"Hamed," said I, "I will go slowly on with Zeki. Do you stop the man, and answer his questions, and in any case prevent him from seeing me close. You have the money on you?"

"Good; but march slowly!"

I rode on quietly with Zeki, hiding my face with my farda, so as not to be recognised as a white man.

"Hamed is greeting the man, and has made his camel kneel," said Zeki, looking back. After about twenty minutes, we saw the man remount his horse, and Hamed urging his camel on to rejoin us.

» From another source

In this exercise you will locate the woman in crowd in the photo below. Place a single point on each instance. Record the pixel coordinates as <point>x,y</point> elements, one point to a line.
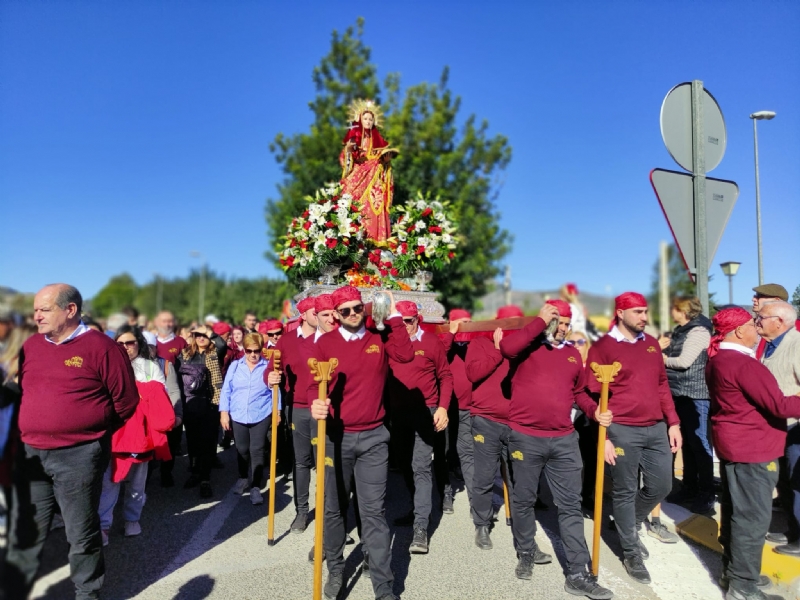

"You must thank God for our safety," he cried, as he came up. "The man is a friend of mine, Mukhal, a Sheikh, on his way to Dongola with camels to bring dates to Omdurman. He asked me where I was going with the 'white Egyptian.' The man has the eyes of a hawk."

"And what did you answer?"

"I adjured him as my friend to keep our secret, and gave him twenty Maria Theresa dollars. We Arabs are all a little avaricious. The man swore a sacred oath to me to hold his tongue if he happened to fall in with our pursuers; and his people are too far off to tell black from white. Urge the camels on; we have lost time."

At sunset, we passed the hills of Hobegi, and camped nearly an hour later in the open country about a day's journey west of the Nile, so as to give our exhausted animals some rest. We had been riding twenty-one hours without stopping, had eaten nothing all day, and only once drunk water. In spite of fatigue we ate bread and dates with a good appetite.

"We will feed our beasts and then get on," said my guide. "You are not tired?"

"No," I replied. "In Europe we say time is money. Here one might say time is life. Make haste."